Zonder geluk vaart niemand wel
i .-r-k
De Maand van de Geschiedenis draait om geluk. Wat geluk is, is door de eeuwen heen steeds
anders opgevat. En dat geldt ook voor de plaats waar geluk kan worden gevonden:
in het hiernamaals, in de liefde of aan de overkant van de oceaan?

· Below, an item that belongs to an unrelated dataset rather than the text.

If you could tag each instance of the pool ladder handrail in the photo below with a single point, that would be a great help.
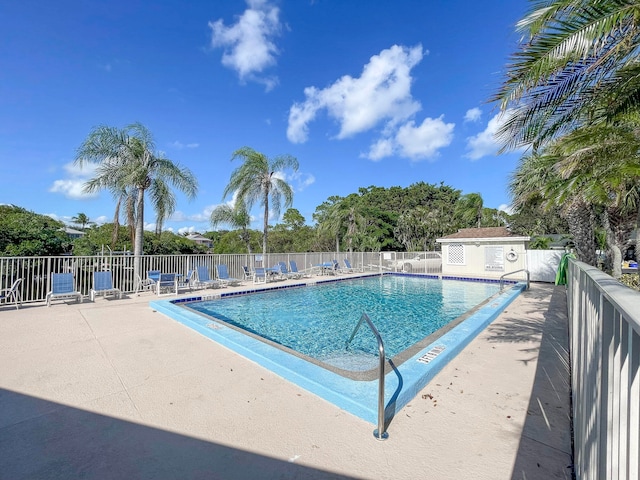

In Biggekerke wordt in de zomer van 1947 de eerste oogst van het land gehaald na de inundatie. Hard werken maar ook reden tot blijdschap (ZB| Planbureau en
Bibliotheek van Zeeland Beeldbank Zeeland, collectie Simonse Biggekerke).
Van genade tot recht
In de middeleeuwen was geluk iets dat je van buitenaf
- of liever van bovenaf - kreeg, namelijk in het hiernamaals
door de genade Gods. Natuurlijk droomde de middeleeuwse
mens ook van geluk, zoals in het spreekwoordelijke lui
lekkerland van Cocagne met overvloedig eten, drinken en
luieren. Onder invloed van humanisten en andere denkers
kwamen geluk en genieten na de middeleeuwen in een
ander daglicht te staan. Aards geluk moest ook mogelijk
zijn. Tot op zekere hoogte dan, want calvinistische
predikanten, zoals Willem Teellinck beteugelden de zucht
tot genot. Volgens de gereformeerde leer lag geluk in het
leven. Dominees riepen de gelovigen op zich verre te
houden van kaart- en dobbelspel, dansen en het vieren
van kermis en vastenavond. Geluk bestond in vroomheid en
goed doen, zowel voor jezelf als voor de ander. Overigens
maakte de slavenhandel schrijnend duidelijk dat wat voor
de ene geluk oplevert, het ongeluk van de andere kan
betekenen. De gedachte dat geluk ook in het aardse
bestaan beleefd mag worden, mondde in de achttiende
eeuw uit in het bijna obsessief najagen van geluk. In de
Verlichting werd het idee gemeengoed dat ieder mens
recht heeft op geluk en dat hij dat bovendien zelf kan creëren.
Geluk in de liefde
In de negentiende eeuw ging geluk over voelen en minder
over doen. Liefde werd belangrijker, met name in familie-
en vriendennetwerken. Voor die tijd diende het huwelijk
vooral tot bestendiging van familiekapitaal en sociale
status. Jan Vader, schrijver over het Walcherse volksleven,
geeft in een van zijn publicaties het woord aan een
bezorgde moeder: 'Van 'n knap gezicht ku j nie ete' en
'liefde in 'n kotje is praot voor 'n zotje'. Maar de tijden
veranderden. Tot over zijn oren verliefd kon de Zeeuwse
jongeling of jongedame in de negentiende eeuw op merote
(aan de zwier) gaan. Wie de ware had gevonden en
bedolven onder gelukwensen de huwelijksdag beëindigde,
betrad de wereld van het huiselijk geluk.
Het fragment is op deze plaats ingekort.